Iantha fühlte, wie ihr das Herz sank. Sie musste fort. Er konnte sie nicht zum Bleiben zwingen. Er würde es auch nicht tun. Sie richtete sich auf und warf Seiner Lordschaft einen eisigen Blick zu. "Nichtsdestotrotz muss ich es versuchen. Kann ich nun ein Pferd haben oder nicht?"
Seine Lordschaft ließ ein verärgertes Schnauben hören. "Etwas sagt mir, dass Sie sich, sollte ich Ihnen ein Pferd verweigern, zu Fuß aufmachen werden. Nun gut, Miss Kethley. Holen Sie Ihren Mantel und treffen Sie mich dann in der Eingangshalle."
Iantha eilte die Treppen hinauf, zog eilig ihre eigenen Kleider an und warf sich ihren Pelzmantel über. Wenige Minuten später traf sie Lord Duncan in der Halle. Er trug seinen schweren Wintermantel und einen Hut. Wortlos führte er sie in den alten Teil des Schlosses.
Doch statt zu den Ställen hinunterzugehen, wandte er sich um und stieg die ausgetretenen Stufen einer Wendeltreppe empor. Iantha blieb stehen und blickte unwillig auf die alte Treppe. "Wo wollen Sie hin, Mylord?"
Er erwiderte ihren verärgerten Blick genauso finster. "Zu den Zinnen, Miss Kethley."
Iantha spürte, wie Panik in ihr aufstieg. "Nein! Ich steige nicht mit Ihnen dort hinauf. Ich gehe nach Hause. Ob Sie mitgehen oder nicht."

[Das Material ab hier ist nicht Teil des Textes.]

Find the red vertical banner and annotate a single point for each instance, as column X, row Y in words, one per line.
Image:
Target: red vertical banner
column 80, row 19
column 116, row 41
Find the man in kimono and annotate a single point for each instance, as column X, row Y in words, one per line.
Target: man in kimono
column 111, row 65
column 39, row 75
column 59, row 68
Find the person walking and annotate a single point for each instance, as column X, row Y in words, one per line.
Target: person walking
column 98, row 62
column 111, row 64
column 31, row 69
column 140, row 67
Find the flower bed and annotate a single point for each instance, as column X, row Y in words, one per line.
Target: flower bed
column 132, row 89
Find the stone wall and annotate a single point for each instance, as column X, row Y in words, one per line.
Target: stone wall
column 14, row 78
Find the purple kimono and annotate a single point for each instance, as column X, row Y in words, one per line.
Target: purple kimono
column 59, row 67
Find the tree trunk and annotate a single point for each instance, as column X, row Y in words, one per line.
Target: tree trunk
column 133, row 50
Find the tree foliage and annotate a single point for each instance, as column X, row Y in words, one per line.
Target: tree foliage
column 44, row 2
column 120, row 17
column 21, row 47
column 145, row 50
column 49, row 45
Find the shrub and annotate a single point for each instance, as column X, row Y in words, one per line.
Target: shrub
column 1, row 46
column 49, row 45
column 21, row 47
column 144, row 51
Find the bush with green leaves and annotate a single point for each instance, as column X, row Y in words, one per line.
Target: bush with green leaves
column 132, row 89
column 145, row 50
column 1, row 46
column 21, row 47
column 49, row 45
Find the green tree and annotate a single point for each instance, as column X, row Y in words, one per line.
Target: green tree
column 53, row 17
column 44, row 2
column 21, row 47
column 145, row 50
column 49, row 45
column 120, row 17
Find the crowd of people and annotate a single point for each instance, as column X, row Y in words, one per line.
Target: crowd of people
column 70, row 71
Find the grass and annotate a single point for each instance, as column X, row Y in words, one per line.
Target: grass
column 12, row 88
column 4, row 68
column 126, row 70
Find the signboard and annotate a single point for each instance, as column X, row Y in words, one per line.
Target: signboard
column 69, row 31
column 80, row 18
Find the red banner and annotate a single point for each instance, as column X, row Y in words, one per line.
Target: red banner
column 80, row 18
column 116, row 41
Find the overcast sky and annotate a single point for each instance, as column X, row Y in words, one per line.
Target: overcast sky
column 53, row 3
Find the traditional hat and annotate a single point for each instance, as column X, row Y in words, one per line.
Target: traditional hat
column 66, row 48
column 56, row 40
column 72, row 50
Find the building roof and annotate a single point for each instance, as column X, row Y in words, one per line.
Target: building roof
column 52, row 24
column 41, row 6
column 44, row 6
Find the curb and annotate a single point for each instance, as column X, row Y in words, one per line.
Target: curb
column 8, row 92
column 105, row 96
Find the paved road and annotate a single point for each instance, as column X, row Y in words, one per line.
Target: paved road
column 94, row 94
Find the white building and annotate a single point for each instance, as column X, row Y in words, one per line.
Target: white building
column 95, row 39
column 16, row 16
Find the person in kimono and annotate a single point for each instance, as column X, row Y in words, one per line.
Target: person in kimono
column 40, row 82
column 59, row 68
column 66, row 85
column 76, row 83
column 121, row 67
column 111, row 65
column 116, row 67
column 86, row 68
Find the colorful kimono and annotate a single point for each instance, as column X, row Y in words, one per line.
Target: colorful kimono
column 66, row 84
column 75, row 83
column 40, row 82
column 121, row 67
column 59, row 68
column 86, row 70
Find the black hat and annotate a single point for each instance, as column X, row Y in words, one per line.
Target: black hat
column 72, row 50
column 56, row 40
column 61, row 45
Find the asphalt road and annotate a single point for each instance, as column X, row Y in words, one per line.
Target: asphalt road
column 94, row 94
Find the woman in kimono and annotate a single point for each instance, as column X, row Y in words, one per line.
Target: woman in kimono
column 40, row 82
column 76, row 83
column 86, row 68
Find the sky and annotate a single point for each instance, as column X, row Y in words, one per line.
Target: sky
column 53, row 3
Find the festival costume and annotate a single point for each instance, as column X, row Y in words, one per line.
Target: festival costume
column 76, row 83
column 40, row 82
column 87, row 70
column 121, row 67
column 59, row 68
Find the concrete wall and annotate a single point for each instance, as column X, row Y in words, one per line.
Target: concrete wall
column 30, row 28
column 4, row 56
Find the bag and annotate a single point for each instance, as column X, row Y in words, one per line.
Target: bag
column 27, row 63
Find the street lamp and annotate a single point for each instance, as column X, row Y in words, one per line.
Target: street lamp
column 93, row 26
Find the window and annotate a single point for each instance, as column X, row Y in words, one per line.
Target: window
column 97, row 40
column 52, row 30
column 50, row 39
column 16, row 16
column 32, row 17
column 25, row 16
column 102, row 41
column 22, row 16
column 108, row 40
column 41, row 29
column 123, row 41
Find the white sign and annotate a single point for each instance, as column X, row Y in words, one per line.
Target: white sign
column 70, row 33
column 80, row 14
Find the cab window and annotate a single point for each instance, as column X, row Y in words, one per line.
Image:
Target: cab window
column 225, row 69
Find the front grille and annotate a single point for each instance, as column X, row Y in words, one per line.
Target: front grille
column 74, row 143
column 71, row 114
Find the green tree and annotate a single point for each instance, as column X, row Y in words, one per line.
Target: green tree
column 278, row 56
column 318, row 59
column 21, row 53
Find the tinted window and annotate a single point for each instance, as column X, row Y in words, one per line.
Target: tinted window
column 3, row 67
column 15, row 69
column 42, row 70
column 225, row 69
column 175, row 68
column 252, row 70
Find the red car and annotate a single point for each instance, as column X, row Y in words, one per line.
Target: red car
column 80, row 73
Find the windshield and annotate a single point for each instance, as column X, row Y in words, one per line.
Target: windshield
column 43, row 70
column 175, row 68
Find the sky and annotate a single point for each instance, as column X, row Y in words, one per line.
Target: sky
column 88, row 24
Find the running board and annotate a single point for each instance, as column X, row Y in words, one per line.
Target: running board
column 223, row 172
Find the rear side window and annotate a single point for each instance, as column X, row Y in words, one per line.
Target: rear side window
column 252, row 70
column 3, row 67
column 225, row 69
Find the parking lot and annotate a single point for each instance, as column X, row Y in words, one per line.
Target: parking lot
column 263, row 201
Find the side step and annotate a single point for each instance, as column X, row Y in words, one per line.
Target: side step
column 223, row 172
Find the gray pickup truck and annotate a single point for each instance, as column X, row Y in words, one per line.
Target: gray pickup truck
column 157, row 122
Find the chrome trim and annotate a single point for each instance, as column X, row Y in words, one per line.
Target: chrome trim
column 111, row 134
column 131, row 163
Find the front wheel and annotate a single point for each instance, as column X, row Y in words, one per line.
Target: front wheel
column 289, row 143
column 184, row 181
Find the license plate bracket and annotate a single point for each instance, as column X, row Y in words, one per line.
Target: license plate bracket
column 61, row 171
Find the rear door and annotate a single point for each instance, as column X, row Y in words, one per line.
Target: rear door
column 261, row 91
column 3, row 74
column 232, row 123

Doch bevor sie noch durch das alte Portal des Schlosses flüchten konnte, stürzte er die Stufen hinunter und packte sie am Arm.
"Miss Kethley, Sie stellen meine Geduld auf eine harte Probe. Wenn Sie unbedingt gehen wollen, dann werfen Sie wenigstens zuvor einen Blick auf das, was Sie draußen erwartet. Wenn Sie dann immer noch aufbrechen wollen, bin ich bereit, Sie zu begleiten."
Er drehte sich um und zog die widerstrebende Iantha die ersten Stufen einfach mit sich. Nach einigen Schritten riss sie sich los und starrte ihn wütend an. "Gut denn. Wenn Sie darauf bestehen, werde ich hinaufsteigen."